1) Stock Symbol:  JILL

 Const:  -0.005639060880318628
 Mkt-RF:  0.00495478434078936  SMB:  0.0070630746739093276  HML:  0.0046767550615601245

 Summary: 
2) Stock Symbol:  ELTK

 Const:  0.0021249040387892747
 Mkt-RF:  -0.0024003234807799096  SMB:  0.01735696728202961  HML:  -0.012435495705233751

 Summary: 
3) Stock Symbol:  ONVO

 Const:  -0.0033140875634543442
 Mkt-RF:  0.0012826192790499904  SMB:  0.01711494973211254  HML:  0.006108637259576584

 Summary: 
4) Stock Symbol:  UAVS

 Const:  -0.0014074411208938895
 Mkt-RF:  0.0023172297622286674  SMB:  -0.003175483330388466  HML:  -0.004817990273355817

 Summary: 
5) Stock Symbol:  AMZN

 Const:  0.0005959696198530178
 Mkt-RF:  0.0025524144366675747  SMB:  0.003225100865662163  HML:  -0.0015796080299700127

 Summary: 
6) Stock Symbol:  GOOG

 Const:  0.0007409945597867028
 Mkt-RF:  0.002505592457858133  SMB:  0.001797511412050734  HML:  -0.0024836150588598573

 Summary: 
7) Stock Symbol:  ORCL

 Const:  0.0005832507745064204
 Mkt-RF:


Series.__getitem__ treating keys as positions is deprecated.
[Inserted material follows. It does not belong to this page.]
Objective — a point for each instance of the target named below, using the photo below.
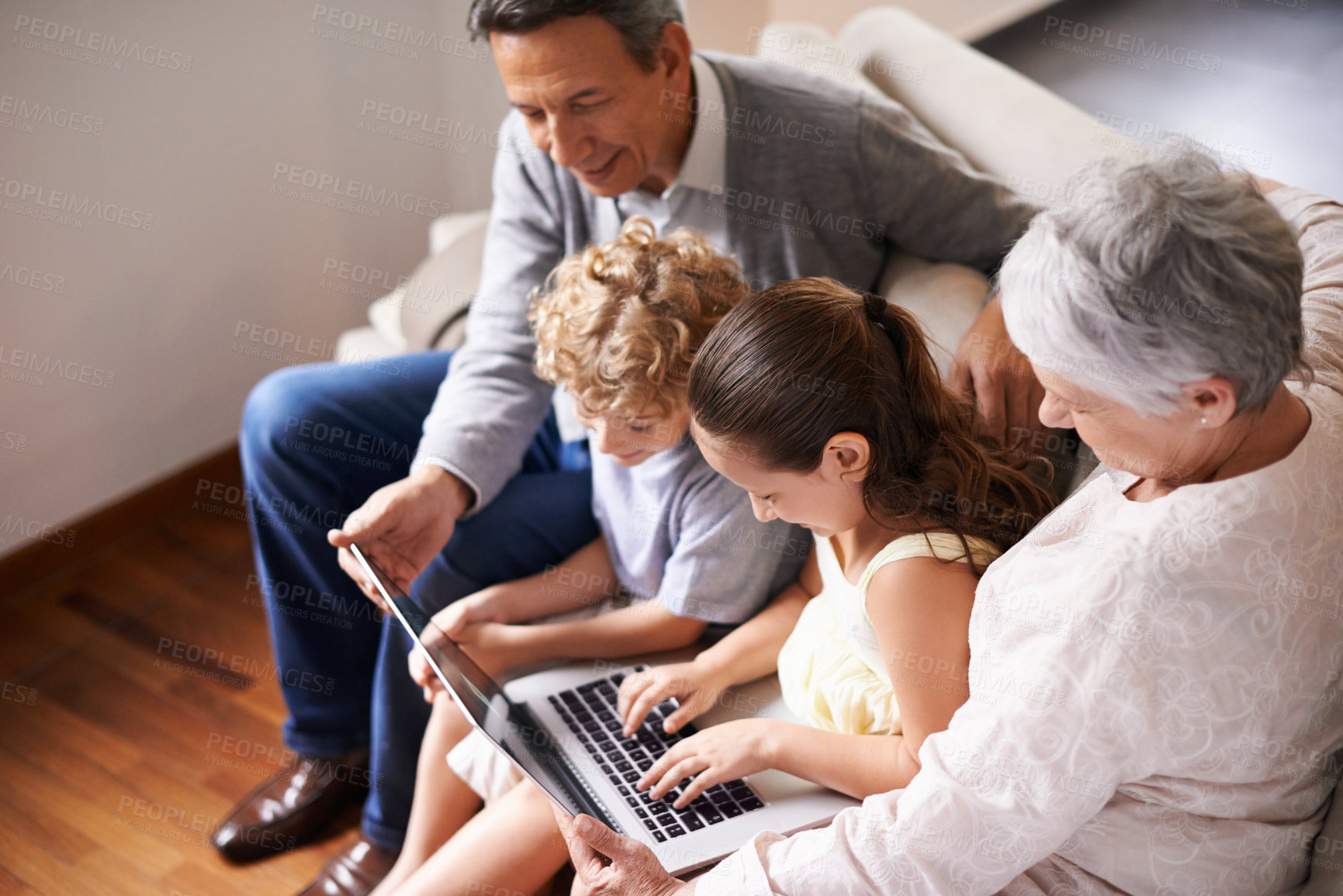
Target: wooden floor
(113, 756)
In a future version, integer keys will always be treated as labels (consistent with DataFrame behavior). To access a value by position, use `ser.iloc[pos]`


Series.__getitem__ treating keys as positions is deprecated. In a future version, integer keys will always be treated as labels (consistent with DataFrame behavior). To access a value by position, use `ser.iloc[pos]`



If we compare with above, we see the coefficients are almost the same and we conclude the two methods are consistent.